Laurence Van Ruymbeke
Laurence Van Ruymbeke Journaliste au Vif

Au coeur des hôpitaux, les services de réanimation constituent un monde à part. Dernier poste-frontière avant la mort, ces lieux d’urgence absolue abritent un personnel qui jongle entre des machines de très haute technologie et des âmes presque réduites à des corps. Fragile équilibre.

On les a vus des centaines de fois sur les écrans de télévision, marchant d’un pas rapide dans ces interminables couloirs, de part et d’autre d’un brancard. Se pressant autour d’un lit dont l’occupant peine à respirer. Fixant des moniteurs zébrés de chiffres, de courbes, de battements de coeur. On les a vus, mais sans les voir. Cachés sous des masques, des charlottes, d’amples chasubles bleues, vertes ou blanches, les soignants des services de réanimation sont depuis toujours, mais plus encore depuis un an, des héros invisibles et inconnus. La vie de ceux qui passent la porte de l’hôpital en état de grave détresse dépend d’eux. Ce sont aussi ces silhouettes fantomatiques qui ferment les yeux des patients qui n’auront plus la chance de sourire au monde. Thomas Denise, docteur en sociologie et chercheur associé au laboratoire du Cerrev, à l’université de Caen, a observé, pendant huit ans, la vie quotidienne des services de réanimation dans deux centres universitaires hospitaliers français.

La proximité de la mort assoit peut-être une forme d’humilité chez ces soignants.

De l’extérieur, on a le sentiment que le service de réanimation occupe une place à part au sein de l’hôpital. Quelles en sont les particularités?

Le service de réanimation se tient volontairement et historiquement à l’écart des autres services hospitaliers. Historiquement d’abord, parce que les premiers médecins qui ont travaillé dans ces services, autour de 1950, se sont isolés en raison notamment de la très haute technicité qu’on y trouve, et qui les différenciait des hôpitaux publics, dits de charité et d’accueil. Ce service est aussi à part pour des raisons symboliques, parce qu’on y touche à des phénomènes sociaux, au vivant et aux conditions de décès et d’accompagnement des mourants. Or, à partir des années 1980, la mort a été cachée, mise à l’écart dans nos sociétés. Elle en est devenue tabou, y compris à l’hôpital.
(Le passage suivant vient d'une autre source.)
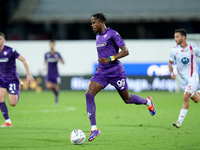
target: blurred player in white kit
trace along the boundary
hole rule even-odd
[[[199,83],[198,62],[200,57],[200,49],[186,42],[187,31],[185,29],[176,29],[174,39],[177,46],[171,50],[169,58],[169,70],[171,78],[176,79],[173,72],[173,63],[177,65],[177,72],[180,77],[180,86],[185,90],[183,96],[183,105],[176,122],[173,126],[180,128],[182,122],[189,109],[189,100],[192,99],[195,103],[200,100],[199,92],[197,92]]]

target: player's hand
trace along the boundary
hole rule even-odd
[[[176,76],[175,76],[174,73],[171,73],[171,78],[172,78],[173,80],[176,79]]]
[[[106,64],[106,63],[110,62],[110,59],[109,58],[99,58],[98,61],[101,62],[102,64]]]
[[[32,77],[32,75],[27,76],[27,83],[33,82],[35,79]]]

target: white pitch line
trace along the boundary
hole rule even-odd
[[[55,113],[55,112],[69,112],[69,111],[74,111],[76,110],[75,107],[66,107],[62,109],[43,109],[43,110],[22,110],[22,111],[17,111],[17,112],[22,112],[22,113]]]

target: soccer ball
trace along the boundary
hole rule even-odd
[[[70,134],[70,141],[73,144],[83,144],[85,142],[85,139],[86,135],[80,129],[73,130]]]

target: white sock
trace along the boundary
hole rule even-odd
[[[188,112],[188,109],[181,109],[180,114],[179,114],[179,117],[178,117],[178,122],[179,122],[180,124],[182,124],[182,122],[183,122],[183,120],[184,120],[184,118],[185,118],[187,112]]]
[[[96,129],[97,129],[97,126],[96,126],[96,125],[92,125],[92,126],[91,126],[91,131],[96,130]]]
[[[5,122],[11,123],[11,120],[10,119],[6,119]]]
[[[151,101],[147,99],[147,106],[151,106]]]

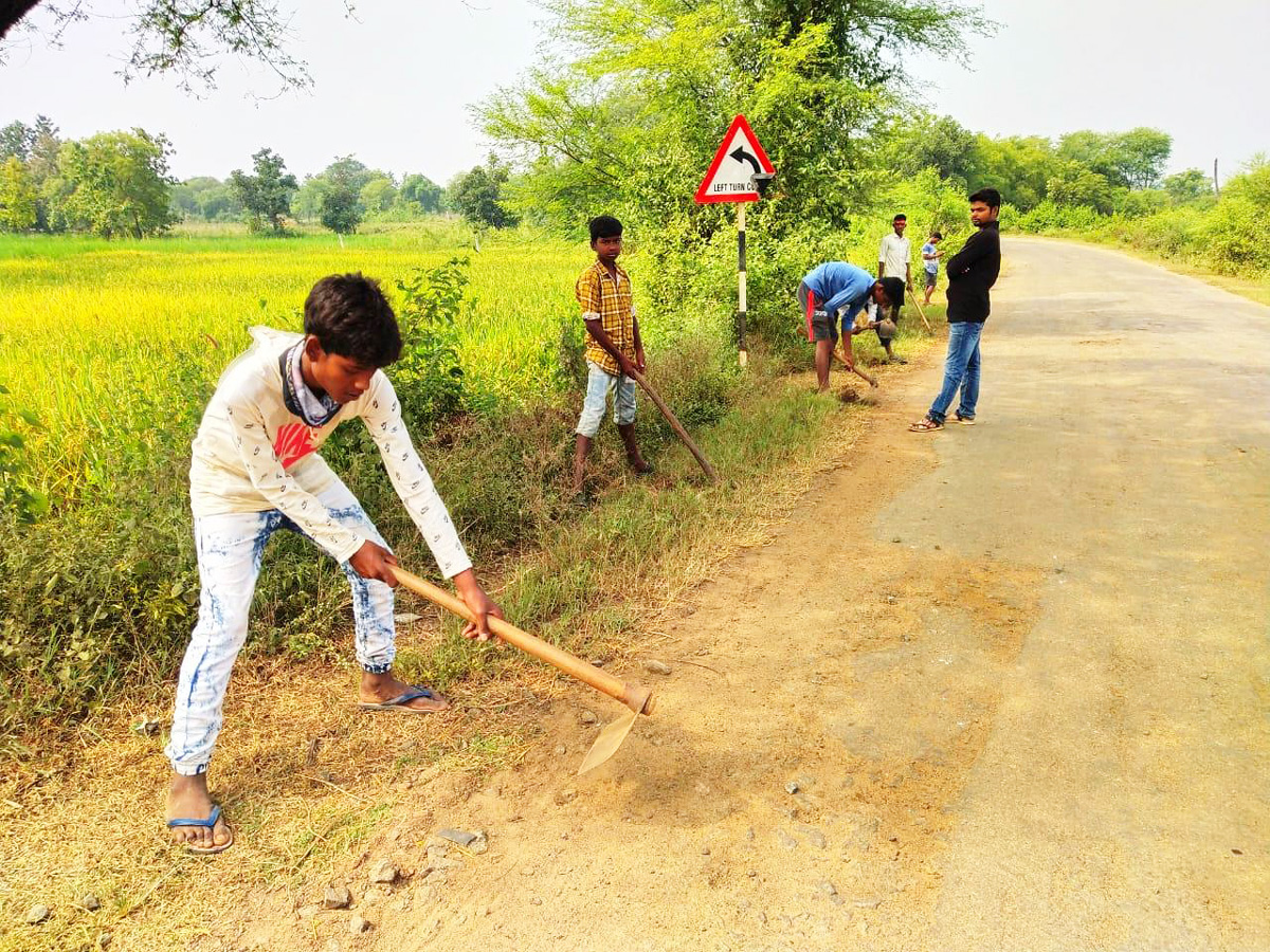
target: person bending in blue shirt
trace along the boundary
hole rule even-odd
[[[829,362],[838,343],[838,314],[842,314],[843,350],[847,366],[853,367],[851,355],[852,325],[856,315],[872,301],[883,310],[904,303],[904,279],[878,279],[864,268],[846,261],[826,261],[814,268],[798,286],[798,300],[806,319],[806,339],[815,343],[815,378],[820,392],[829,388]],[[870,322],[860,330],[876,327]]]

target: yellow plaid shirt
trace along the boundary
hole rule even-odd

Environ un patient sur quatre décède dans les services de réanimation. Ce qui peut paraître paradoxal pour un département perçu comme celui qui sauve des vies…

C’est le service de l’ultime chance. Mais il est encore marqué par beaucoup d’incertitudes faute d’informations médicales sur certains phénomènes. Il arrive que des gens y décèdent, sans que l’on sache pourquoi. Ce service est à la pointe de la technologie mais il a ses limites. D’autres patients, en revanche, y meurent de façon naturelle, dès lors que le système de respiration artificielle est débranché.

Le personnel de réanimation supporte-t-il une charge mentale supérieure à celle des soignants d’autres services?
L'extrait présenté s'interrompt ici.